ASTANA – International agency Fitch Ratings has upgraded the Long-Term Issuer Default Rating (IDR) for Kazakhtelecom, the country’s largest telecommunications company, from ‘BB’ to ‘BB+,’ according to Dec. 22 press release.
“Kazakhtelecom’s ratings are driven by the company’s strong market positions in key fixed-line segments, robust FCF (free cash flow) generation, low leverage and a benign regulatory environment. The company is rated lower than other CIS (Commonwealth of Independent States) and EMEA (Europe, the Middle East and Africa) incumbents due to its smaller scale, lack of geographical diversification and a weak domestic financial market resulting in a lack of liquidity diversification,” noted the statement.
At the same time, Fitch calls the company “a strong fixed-line incumbent with dominant market shares in traditional telephony and fixed-line broadband services, operating in a benign regulatory environment.”
The report also mentions last year’s creation of a mobile venture with major European operator Tele2 that influenced the company’s performance this year.
“Kazakhtelecom’s joint venture with Tele2 continues to gain market share and we expect its financial performance to improve as the company starts benefiting from larger scale and integration synergies.
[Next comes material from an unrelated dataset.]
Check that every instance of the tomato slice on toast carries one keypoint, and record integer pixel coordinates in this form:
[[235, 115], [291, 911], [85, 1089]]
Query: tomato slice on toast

The joint venture continues to invest heavily in 4G coverage and capacity, but we expect it to start generating positive free cash flow once the active investment phase is over and profitability improves, which is expected from 2018 onwards,” according to the report.
Fitch expects Kazakhtelecom “to maintain its leading position in the fixed-line segment, helped by benign regulation and a shortage of alternative networks.” The company estimated its revenue fixed-line telephony market share at 82 percentat the end of last yearand at high 72 percent in the fixed-line broadband segment.
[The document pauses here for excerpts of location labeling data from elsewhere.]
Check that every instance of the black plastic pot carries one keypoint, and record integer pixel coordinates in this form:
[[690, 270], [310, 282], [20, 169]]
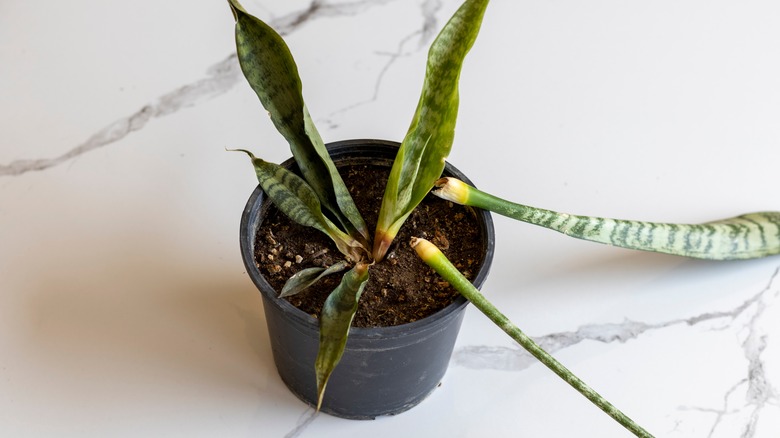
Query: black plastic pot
[[384, 370]]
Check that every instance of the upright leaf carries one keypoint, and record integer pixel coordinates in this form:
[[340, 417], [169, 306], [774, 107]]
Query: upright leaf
[[427, 144], [293, 197], [336, 318], [270, 70]]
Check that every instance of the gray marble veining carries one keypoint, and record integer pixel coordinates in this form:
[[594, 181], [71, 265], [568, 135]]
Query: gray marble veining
[[219, 79]]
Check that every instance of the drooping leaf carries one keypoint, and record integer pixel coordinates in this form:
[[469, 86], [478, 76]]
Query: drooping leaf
[[296, 199], [427, 144], [336, 318], [434, 258], [270, 70], [746, 236], [307, 277]]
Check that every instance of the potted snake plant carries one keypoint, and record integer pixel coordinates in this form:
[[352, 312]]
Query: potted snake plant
[[326, 237]]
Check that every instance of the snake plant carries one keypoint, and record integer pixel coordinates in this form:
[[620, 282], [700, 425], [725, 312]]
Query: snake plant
[[319, 198]]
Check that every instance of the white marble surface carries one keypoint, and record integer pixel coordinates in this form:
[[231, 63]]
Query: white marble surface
[[124, 306]]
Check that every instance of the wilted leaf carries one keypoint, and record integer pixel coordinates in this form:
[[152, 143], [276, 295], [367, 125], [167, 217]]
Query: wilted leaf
[[336, 318], [307, 277]]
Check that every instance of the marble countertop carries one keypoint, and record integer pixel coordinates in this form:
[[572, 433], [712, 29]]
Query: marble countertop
[[124, 306]]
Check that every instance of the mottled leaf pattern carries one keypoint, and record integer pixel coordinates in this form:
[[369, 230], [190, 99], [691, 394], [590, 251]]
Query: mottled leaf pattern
[[336, 318], [747, 236], [270, 70], [307, 277], [434, 258], [427, 144], [293, 197]]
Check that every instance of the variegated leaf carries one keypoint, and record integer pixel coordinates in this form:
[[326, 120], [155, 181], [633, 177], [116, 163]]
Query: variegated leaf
[[293, 197], [307, 277], [272, 73], [427, 144], [335, 320]]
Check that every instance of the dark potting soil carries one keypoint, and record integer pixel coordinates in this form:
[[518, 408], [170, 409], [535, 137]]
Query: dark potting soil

The agency added macroeconomic challenges after tenge devaluation last year discouraged other operators from active investments into new networks, which worked well for the company.
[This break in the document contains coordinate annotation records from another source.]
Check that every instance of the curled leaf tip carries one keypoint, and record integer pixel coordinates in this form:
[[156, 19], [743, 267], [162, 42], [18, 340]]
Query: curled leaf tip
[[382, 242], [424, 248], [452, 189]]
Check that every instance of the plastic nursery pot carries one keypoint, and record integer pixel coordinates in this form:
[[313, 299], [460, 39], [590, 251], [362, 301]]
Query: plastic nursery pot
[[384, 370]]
“We believe Kazakhtelecom’s control over the last-mile infrastructure and the lack of line sharing/unbundling regulation will continue to protect the company from excessive competition in the broadband segment,” said the statement.
As for the near future, the telecommunications company is likely “to demonstrate strong free cash flow generation in 2016-2018, accumulating cash for the acquisition of Tele2’s stake in the joint venture in 2019,” it added.
Fitch also noted Kazakhtelecom’s weak connection with the parent-subsidiary and ratings upgrade.
“Kazakhtelecom’s ratings reflect the company’s standalone credit profile. It is of only limited strategic importance for Kazakhstan, while operating and legal ties with its controlling shareholder, the government-controlled Samruk Kazyna, are weak. Although indirect government control is a positive credit factor, it does not justify a rating uplift, in our view,” noted the report.
Fitch has named few conditions for the rating to improve or worsen. It suggested “successful integration with the mobile segment, maintaining sufficient liquidity that is diversified between external and internal sources and consistently strong free cash flow generation with pre-dividend free cash flow margin in the mid-to-high single digit range” are all sensitives that can lead to positive changes.
“Protracted rise in funds from operations-adjusted net leverage to above two times, material increase in refinancing risk driven by insufficient liquidity and operating underperformance and significant market share erosion including in the mobile segment” can have a negative impact on the rating, it added.